Durante mi último viaje por la cordillera andina venezolana, vagaba por el borde de un altísimo risco. Cansado pero extasiado, observaba una tupida formación nubosa bajo mis pies. Debido a la ligereza del aire o quizá por no haber comido ni bebido apropiadamente, me desvanecí por el peñasco, fui absorbido por el precipicio y no supe más de mí.

Ignoro cuanto tiempo pasé inconsciente y mucho menos sabía por qué continuaba con vida y sin un rasguño. Lo cierto es que desperté a las afueras de una pequeña comunidad. Esta es la historia de dos pueblos.

Las Alamedas dependía totalmente de Lagunita para subsistir, y viceversa.

Eran dos pueblos entre montañas situados exactamente a un kilómetro el uno del otro. Los unía un camino empedrado tipo romano, llamado por ellos «el camino de los reyes», porque supuestamente el rey de España lo había mandado construir como un regalo a los «dos pueblos más bellos de América»

La gente de las Alamedas era sabia, inteligente, estudiosa y con talento para casi todo tipo de artes y ciencias. La mayoría de sus bellas casas tenían un tallercito adosado donde se construía de todo: ruedas para carretas, puertas, mesas y todo tipo de muebles de madera; además de ductos, herramientas, baldosas y tejas de barro; pero también orfebrería y herrería de distinta variedad. Todas las casas estaban muy equipadas, tenían un distintivo techo rojizo y la gente vivía bien. Solo un pequeño detalle: carecían de las habilidades manuales para llevar sus proyectos y bocetos a la realidad.

Allí es donde brillaba la gente de Lagunita; extraño pueblo circular alrededor de una laguna de unos quinientos metros de diámetro. Nadie sabe ni recuerda cuando se secó su amadísima lagunita, pero tampoco querían perder su tradición de pueblo de ribera. Sus carruajes tenían proas y timones de adorno, con peces de vivos colores dibujados a los lados. Muy distintos a los carretones y carretas de Las Alamedas, de diseño estilizado y práctico, con bordes redondos y a veces con más de un vagón.

La población de Lagunita era numerosa, tosca, ignorante y ruda, pero de cuerpos fuertes y muy hábiles con las manos. La totalidad de la población masculina adulta trabajaba o era aprendiz en algún taller, granja o huerto en Las Alamedas.

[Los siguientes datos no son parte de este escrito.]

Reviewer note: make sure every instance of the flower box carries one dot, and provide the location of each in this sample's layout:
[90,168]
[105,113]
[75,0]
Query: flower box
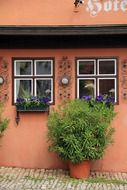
[32,109]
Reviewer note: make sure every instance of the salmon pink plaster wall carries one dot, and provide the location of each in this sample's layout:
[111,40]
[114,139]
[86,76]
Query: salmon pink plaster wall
[26,145]
[62,12]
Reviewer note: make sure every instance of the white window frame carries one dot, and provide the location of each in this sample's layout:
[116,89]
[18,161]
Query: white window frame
[35,62]
[115,85]
[19,79]
[98,60]
[86,79]
[23,61]
[51,79]
[78,62]
[98,76]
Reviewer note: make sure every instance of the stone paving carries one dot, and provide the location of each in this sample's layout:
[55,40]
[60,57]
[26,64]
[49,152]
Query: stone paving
[40,179]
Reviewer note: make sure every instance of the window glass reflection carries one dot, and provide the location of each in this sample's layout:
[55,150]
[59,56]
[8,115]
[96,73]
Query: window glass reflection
[107,86]
[86,87]
[86,67]
[23,88]
[107,67]
[23,68]
[43,67]
[43,88]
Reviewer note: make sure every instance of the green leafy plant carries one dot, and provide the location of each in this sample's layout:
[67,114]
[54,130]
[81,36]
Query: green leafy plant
[32,102]
[3,121]
[80,129]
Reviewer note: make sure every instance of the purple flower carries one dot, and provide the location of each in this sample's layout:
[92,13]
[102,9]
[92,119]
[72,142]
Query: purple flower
[45,100]
[20,100]
[33,98]
[99,98]
[110,99]
[86,98]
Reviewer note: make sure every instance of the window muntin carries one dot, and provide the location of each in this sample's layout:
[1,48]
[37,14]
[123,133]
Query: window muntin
[28,82]
[23,87]
[44,87]
[105,82]
[106,66]
[87,87]
[107,86]
[43,67]
[86,67]
[23,68]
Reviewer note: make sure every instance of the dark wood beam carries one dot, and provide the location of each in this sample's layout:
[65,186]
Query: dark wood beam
[64,30]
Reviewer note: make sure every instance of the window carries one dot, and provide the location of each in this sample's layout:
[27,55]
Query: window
[96,77]
[33,77]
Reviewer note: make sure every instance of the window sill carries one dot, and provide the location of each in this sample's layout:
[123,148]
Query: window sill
[29,110]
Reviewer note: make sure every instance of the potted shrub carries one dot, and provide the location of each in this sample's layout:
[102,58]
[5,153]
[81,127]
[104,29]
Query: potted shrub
[3,121]
[32,103]
[79,131]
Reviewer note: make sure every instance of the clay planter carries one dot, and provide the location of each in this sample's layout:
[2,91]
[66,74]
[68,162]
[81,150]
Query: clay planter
[81,170]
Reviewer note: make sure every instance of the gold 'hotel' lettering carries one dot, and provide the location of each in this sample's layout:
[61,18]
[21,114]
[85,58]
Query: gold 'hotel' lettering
[96,6]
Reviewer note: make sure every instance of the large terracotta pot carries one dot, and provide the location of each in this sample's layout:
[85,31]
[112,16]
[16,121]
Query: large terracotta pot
[81,170]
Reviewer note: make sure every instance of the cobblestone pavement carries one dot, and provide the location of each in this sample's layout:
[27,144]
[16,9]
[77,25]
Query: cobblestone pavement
[40,179]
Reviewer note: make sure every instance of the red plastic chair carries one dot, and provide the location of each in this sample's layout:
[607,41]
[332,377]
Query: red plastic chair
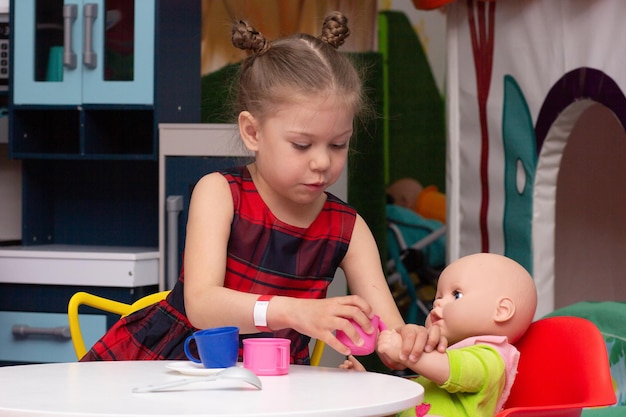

La gente de ambos pueblos me trató amablemente, supe lo que era de verdad vivir, tomando agua cristalina y alimentos frescos sin ningún tipo de aditivos. En Las Alamedas me gustaba andar descalzo, los hermosos adoquines color rosa que cubrían sus calles eran muy fríos, casi gélidos, y de una pulcritud como no había visto nunca antes. Las hermosas mujeres que habitaban este pueblo eran bastante altas y vestían holgadas túnicas color crema que les daba un aire de seres sobrenaturales. Los hombres eran de serio semblante pero en extremo amables, tenían un aire de gravedad en sus miradas que verdaderamente me impactaba.

En Lagunita el ambiente era muy distinto, la piel cobriza y las perfectas figuras de sus habitantes contrastaba con los pálidos lugareños del otro lado. Aquí, las cálidas sonrisas se trastocaban en sonoras carcajadas de hombres y mujeres por igual. En las plazas se tocaba música gran parte del día y un ambiente festivo lo inundaba todo. La gente parecía estar bailando a toda hora mientras desempeñaba cualquier actividad.

En general estaban muy bien alimentados y era gente muy saludable, la comida sana, la ausencia de cualquier químico y el aire puro hacían maravillas en sus organismos. Hablaban un dialecto del español muy rico, con muchas palabras totalmente desconocidas para mí, aunque era de acento más musical y rápido en Lagunita, entre los dos pueblos se entendían perfectamente. Al principio me costó mucho comprenderlo, pero luego llegué a expresarme con fluidez, tanto así que fui olvidando mí propio idioma casi sin darme cuenta.

Los pueblos están situados en un hermoso y verde valle rodeado completamente por riscos de más de dos kilómetros de altura. Según me contó un anciano, la única vía de acceso de esta comunidad fue tapiada por un alud hace alrededor de quinientos años. Supongo que al verse bloqueados y tras vanos intentos de salir, decidieron seguir adelante con sus vidas, sin más mundo que el suyo propio.

La batería de mi móvil está a punto de agotarse. Espero que alguien pueda leer este mensaje, aunque no quiero ser rescatado, he decidido quedarme aquí por el resto de mis días.